However, be cautious when using signal number 9 to kill a process. It terminates the receiving process immediately. If the process is in middle of some critical operation, it might result in data corruption.
For example, if you kill a database process or an LDAP server process using signal number 9, then you might lose or corrupt data contained in the database. A good policy is to first always use the kill command without specifying any signal and wait for a few minutes to see whether the process terminates gently before you issue the kill command with -9 signal. Using the kill command without specifying the signal number sends SIGTERM (15) signal to the process with PID as <pid> and thus the receiving process does the clean up job before terminating and does not result in data corruption.
As described earlier, the ps or pgrep command can be used to get the PID of any process in the system. In order to send SIGSTOP signal to process proc_exp, first you can determine the PID of proc_exp using the pgrep command as follows:
# pgrep proc_exp 1234 |
Now you can pass this PID to the kill command with signal number 23 (SIGSTOP) as follows:
# kill -23 1234
This will result in getting the process proc_exp paused.

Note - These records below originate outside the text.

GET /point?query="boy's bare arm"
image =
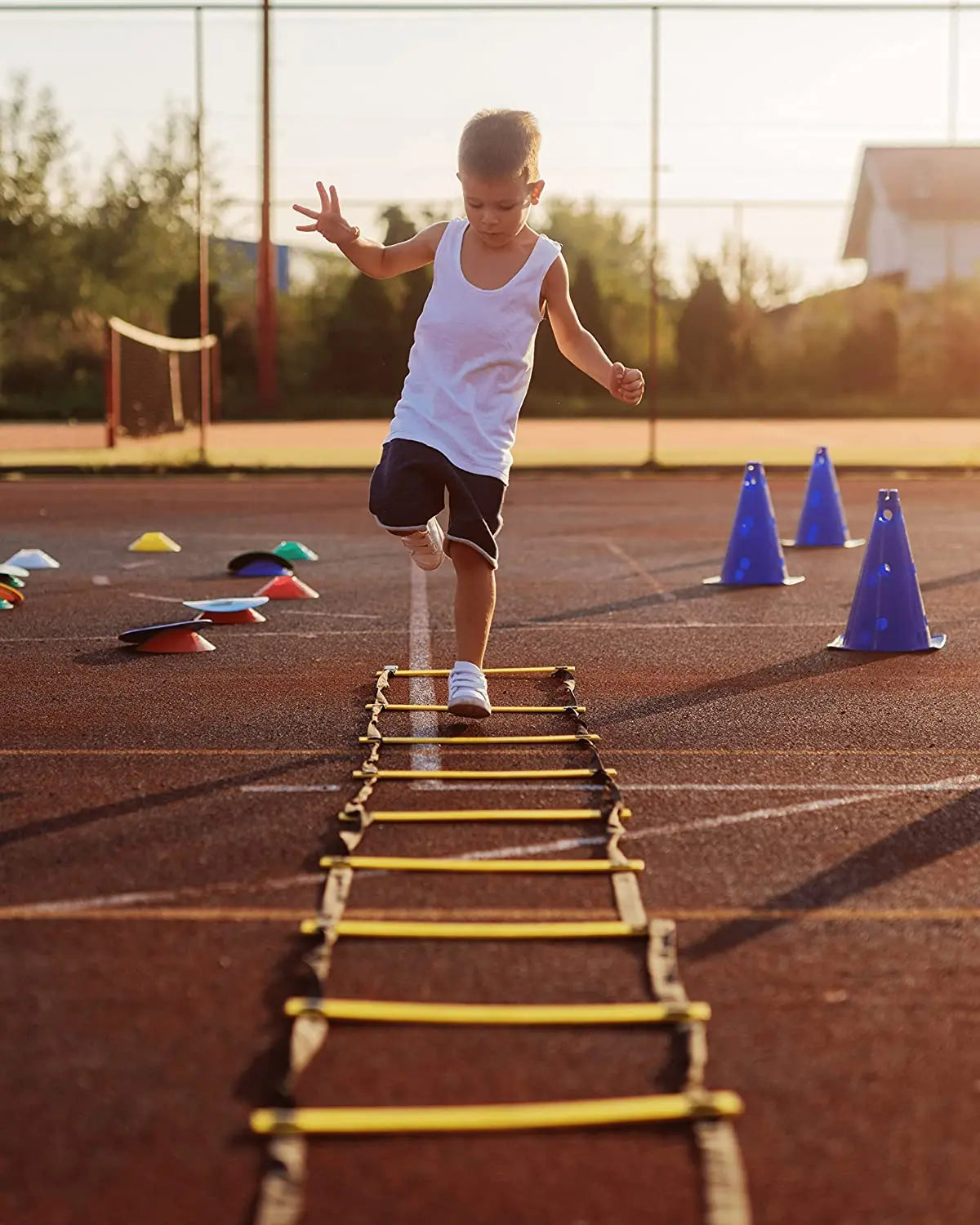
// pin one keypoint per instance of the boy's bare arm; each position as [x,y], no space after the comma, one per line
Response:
[372,259]
[580,345]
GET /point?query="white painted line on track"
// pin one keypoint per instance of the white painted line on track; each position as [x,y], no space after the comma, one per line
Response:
[287,788]
[684,827]
[947,784]
[350,617]
[66,906]
[421,690]
[572,624]
[556,845]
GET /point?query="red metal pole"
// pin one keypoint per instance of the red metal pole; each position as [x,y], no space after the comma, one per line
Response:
[107,386]
[203,264]
[113,387]
[269,392]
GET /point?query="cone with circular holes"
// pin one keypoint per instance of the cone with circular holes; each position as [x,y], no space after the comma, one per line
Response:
[887,612]
[822,523]
[288,587]
[755,556]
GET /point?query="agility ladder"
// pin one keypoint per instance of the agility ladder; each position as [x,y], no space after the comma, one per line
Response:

There is another interesting Solaris command, pkill, which can be used to replace the pgrep and kill command combination. The pkill command works the same way as the kill command, but the only difference is, the pkill command accepts the process name as the last argument instead of PID. The syntax of the pkill command is as follows:
pkill [ - <signal>] <process name>
The <process name> is the name of the process (command name) to which the signal has to be sent. You can use a single pkill command to send SIGSTOP signal to process proc_exp as follows:
# pkill -23 proc_name
For more information, see the kill(1M) and pkill(1M) man pages.